At this point I complained to the professor because these graduate students would talk crap about me in Chinese, the work was not interesting, and I had zero prospects of getting published or submitting a science fair project with the stuff I was doing.
Her response was "Get out of my lab, you're not that important."
The program supervisor from LSC called me and told me to never come back to Stevens for my own safety.
After dumping the better part of my summer into this program, I was unemployed and had nothing to show for 6 weeks of work. It was a horrible experience. Only because I had family connections at NJIT was I able to salvage my resume for the summer.
Will this happen to you?
At the end of the summer they held a symposium where everybody showed off their research. Of the 30-40 kids, about 20 did something biology-related, like 7 did something related to CS, and there was a smattering of chemistry, materials science, physics and environmental science. I talked to almost everybody there.

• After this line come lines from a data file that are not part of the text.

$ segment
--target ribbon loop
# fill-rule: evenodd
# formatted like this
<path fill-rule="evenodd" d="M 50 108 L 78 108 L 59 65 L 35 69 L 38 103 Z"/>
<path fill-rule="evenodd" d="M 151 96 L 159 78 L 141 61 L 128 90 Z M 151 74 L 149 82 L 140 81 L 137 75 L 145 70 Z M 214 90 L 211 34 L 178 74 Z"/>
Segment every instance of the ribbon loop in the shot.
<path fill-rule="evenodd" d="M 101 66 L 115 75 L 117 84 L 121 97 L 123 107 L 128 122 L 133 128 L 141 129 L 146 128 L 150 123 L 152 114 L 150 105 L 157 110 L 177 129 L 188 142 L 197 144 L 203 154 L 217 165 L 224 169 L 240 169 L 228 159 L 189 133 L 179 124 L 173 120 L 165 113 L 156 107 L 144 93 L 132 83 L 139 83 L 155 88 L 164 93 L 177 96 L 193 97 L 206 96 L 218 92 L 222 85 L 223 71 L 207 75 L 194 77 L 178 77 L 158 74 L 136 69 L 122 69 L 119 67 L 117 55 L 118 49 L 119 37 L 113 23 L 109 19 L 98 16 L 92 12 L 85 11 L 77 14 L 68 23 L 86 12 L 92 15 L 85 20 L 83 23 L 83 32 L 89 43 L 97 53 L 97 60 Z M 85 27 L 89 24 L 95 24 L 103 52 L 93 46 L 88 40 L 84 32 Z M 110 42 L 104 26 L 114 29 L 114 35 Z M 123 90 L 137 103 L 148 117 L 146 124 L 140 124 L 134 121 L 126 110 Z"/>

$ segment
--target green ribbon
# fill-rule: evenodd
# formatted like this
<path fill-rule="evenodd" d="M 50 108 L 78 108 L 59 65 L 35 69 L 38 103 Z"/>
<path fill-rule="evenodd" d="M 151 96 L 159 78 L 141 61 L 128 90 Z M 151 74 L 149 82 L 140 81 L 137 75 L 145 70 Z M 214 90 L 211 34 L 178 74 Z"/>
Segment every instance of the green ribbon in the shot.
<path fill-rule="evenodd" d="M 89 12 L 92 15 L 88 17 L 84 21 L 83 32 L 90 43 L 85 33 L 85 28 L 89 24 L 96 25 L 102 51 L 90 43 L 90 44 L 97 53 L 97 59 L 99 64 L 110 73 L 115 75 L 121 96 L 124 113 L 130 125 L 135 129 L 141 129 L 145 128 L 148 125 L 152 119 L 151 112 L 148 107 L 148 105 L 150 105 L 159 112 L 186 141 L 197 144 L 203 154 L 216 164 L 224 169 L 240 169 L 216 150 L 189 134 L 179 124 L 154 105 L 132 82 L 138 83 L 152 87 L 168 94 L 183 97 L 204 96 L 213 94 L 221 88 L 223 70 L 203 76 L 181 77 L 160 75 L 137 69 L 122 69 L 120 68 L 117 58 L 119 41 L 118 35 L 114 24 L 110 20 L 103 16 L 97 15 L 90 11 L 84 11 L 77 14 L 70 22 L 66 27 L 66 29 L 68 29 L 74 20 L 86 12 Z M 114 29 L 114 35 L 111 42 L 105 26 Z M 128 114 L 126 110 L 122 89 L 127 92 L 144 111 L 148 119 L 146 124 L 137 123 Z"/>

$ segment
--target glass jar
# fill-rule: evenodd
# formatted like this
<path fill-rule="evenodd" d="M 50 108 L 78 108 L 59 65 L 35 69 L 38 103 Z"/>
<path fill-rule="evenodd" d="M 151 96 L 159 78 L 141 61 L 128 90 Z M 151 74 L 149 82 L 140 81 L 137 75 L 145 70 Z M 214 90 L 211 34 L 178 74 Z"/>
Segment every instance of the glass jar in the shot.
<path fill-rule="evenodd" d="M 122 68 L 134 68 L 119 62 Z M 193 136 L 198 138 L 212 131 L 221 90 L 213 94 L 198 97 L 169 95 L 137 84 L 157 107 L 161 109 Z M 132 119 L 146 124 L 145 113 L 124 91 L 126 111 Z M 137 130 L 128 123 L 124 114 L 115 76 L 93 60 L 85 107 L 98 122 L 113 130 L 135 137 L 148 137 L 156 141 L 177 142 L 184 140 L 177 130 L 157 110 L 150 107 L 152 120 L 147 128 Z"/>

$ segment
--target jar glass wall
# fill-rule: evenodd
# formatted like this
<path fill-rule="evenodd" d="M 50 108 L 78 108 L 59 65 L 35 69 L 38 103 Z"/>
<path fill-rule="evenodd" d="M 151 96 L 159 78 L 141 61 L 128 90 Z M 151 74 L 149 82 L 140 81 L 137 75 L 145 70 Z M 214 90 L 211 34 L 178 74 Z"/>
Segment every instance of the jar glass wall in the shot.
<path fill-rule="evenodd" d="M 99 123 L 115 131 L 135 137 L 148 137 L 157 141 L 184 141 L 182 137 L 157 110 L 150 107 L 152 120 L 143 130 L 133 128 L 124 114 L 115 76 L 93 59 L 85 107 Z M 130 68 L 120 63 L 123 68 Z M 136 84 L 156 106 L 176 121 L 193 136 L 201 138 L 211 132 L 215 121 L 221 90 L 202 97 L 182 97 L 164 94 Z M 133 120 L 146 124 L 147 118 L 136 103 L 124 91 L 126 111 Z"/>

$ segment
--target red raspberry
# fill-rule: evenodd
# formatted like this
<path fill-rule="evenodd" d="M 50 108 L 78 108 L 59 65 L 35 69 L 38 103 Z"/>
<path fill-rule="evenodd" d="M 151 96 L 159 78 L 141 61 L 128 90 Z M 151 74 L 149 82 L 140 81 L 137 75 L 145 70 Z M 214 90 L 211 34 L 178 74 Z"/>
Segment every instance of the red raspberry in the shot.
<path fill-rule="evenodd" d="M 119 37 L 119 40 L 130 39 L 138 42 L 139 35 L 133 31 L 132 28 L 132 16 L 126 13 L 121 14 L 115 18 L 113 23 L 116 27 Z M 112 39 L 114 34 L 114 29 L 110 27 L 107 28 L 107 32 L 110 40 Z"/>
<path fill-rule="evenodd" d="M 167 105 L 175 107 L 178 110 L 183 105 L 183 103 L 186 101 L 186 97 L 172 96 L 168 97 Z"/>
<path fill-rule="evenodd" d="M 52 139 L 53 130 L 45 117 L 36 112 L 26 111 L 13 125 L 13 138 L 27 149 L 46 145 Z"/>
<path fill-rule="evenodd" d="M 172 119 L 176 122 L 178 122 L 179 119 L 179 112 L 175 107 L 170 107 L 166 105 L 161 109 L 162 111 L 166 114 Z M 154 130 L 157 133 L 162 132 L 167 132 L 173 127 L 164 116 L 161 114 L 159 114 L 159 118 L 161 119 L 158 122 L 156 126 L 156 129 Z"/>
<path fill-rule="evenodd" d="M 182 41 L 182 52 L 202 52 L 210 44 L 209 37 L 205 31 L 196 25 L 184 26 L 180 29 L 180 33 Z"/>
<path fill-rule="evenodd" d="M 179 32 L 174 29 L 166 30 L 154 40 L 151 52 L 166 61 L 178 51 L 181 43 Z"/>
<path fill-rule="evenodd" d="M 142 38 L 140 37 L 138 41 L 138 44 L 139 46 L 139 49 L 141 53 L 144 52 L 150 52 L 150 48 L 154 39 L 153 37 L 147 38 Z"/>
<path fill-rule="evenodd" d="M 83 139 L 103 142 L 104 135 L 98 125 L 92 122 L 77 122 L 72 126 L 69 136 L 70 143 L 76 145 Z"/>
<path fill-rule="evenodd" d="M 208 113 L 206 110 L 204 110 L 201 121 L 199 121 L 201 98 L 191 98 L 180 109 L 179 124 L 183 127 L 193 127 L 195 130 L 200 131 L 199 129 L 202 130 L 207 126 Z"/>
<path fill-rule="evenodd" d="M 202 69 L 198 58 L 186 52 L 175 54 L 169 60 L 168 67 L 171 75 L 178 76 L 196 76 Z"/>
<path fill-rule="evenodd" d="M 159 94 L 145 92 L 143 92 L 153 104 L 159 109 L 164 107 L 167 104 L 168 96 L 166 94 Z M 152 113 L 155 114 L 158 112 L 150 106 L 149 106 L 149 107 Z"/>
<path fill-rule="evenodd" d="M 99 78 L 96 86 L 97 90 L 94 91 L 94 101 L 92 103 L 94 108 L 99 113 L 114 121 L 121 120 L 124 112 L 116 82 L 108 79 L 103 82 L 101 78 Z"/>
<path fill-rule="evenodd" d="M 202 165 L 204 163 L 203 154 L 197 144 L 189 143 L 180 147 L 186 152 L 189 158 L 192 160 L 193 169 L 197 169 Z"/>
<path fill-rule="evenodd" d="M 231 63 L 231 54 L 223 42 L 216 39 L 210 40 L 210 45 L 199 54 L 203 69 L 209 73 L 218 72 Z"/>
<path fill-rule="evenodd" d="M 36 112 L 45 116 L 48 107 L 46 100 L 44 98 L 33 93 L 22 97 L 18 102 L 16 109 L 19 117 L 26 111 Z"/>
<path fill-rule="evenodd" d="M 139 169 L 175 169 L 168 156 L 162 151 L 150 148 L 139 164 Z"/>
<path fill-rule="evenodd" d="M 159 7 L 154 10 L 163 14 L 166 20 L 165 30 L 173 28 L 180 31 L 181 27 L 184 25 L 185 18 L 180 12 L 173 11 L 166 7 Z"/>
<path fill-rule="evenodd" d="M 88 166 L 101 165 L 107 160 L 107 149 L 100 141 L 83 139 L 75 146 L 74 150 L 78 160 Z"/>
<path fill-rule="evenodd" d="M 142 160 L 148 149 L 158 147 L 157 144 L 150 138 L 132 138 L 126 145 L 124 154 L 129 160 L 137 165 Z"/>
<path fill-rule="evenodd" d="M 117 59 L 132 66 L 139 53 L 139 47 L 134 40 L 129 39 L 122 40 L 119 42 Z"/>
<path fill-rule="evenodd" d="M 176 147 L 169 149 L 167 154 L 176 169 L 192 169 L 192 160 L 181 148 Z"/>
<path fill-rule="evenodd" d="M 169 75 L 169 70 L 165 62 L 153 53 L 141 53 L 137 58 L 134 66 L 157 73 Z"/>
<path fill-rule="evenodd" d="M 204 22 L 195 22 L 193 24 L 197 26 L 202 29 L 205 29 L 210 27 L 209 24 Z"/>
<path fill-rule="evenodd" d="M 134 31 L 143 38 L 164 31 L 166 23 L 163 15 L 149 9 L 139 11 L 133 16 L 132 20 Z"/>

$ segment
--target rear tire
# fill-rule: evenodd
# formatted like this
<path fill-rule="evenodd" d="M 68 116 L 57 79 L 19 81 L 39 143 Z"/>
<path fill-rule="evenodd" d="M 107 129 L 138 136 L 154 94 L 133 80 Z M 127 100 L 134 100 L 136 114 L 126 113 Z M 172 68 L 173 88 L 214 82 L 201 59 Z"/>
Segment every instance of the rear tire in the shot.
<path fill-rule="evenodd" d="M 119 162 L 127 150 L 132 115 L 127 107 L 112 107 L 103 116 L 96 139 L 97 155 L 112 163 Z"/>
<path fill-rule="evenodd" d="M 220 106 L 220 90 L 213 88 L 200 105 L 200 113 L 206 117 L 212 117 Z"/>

As far as I saw, Biology gives you a pretty good chance of success in the program. Although you can be assigned a mean professor, you'll have work to do all summer and will have something to show for it.
DON'T DO THIS PROGRAM IF YOU WANT TO DO CS RESEARCH
I had a terrible experience, but 2 other kids spent their whole summer making a website for their "CS research," 2 kids spent their whole summer building an "educational game" for their "CS research" and 2 kids actually did something in Computer Vision, but it was literally just running basic OpenCV algorithms (and one of them got fired mid summer like me.)
The smattering of other fields seemed to have good experiences, BUT I heard 3 other bad stories that I would like to recount now:
* This one girl doing Materials Science actually worked in the basement of my building at Stevens. She had asthma and the dust in the basement would give her pretty horrible problems, but her professor did nothing of it.
* This one guys (Environmental Science I think) entire summer research project consisted of pouring motor oil on mussels. The experiment took one week and he spent the rest of the time sitting around because his professor was busy and had nothing else to do.
* This one guy doing physics didn't know calculus yet (I'm not sure why he applied here lol) and he had to spent 2 weeks of his summer learning math. Afterwards, he barely understood the state of the art in quantum mechanics research and basically showed some graphs in MATLAB of stuff he didn't understand at the symposium.
In summary:
Don't be fooled by the money this program pays. There's a sizable chance you'll go through pain worth a lot more than 1000$ (the stipend you get payed.)
If you want to do Computer Science or Physics, don't even waste your time applying; you're wasting your time.
If you're applying for some other area, go to the lab first, speak with the professor, and screen EVERYTHING. Getting placed with a bad research supervisor will literally eat away at your sanity.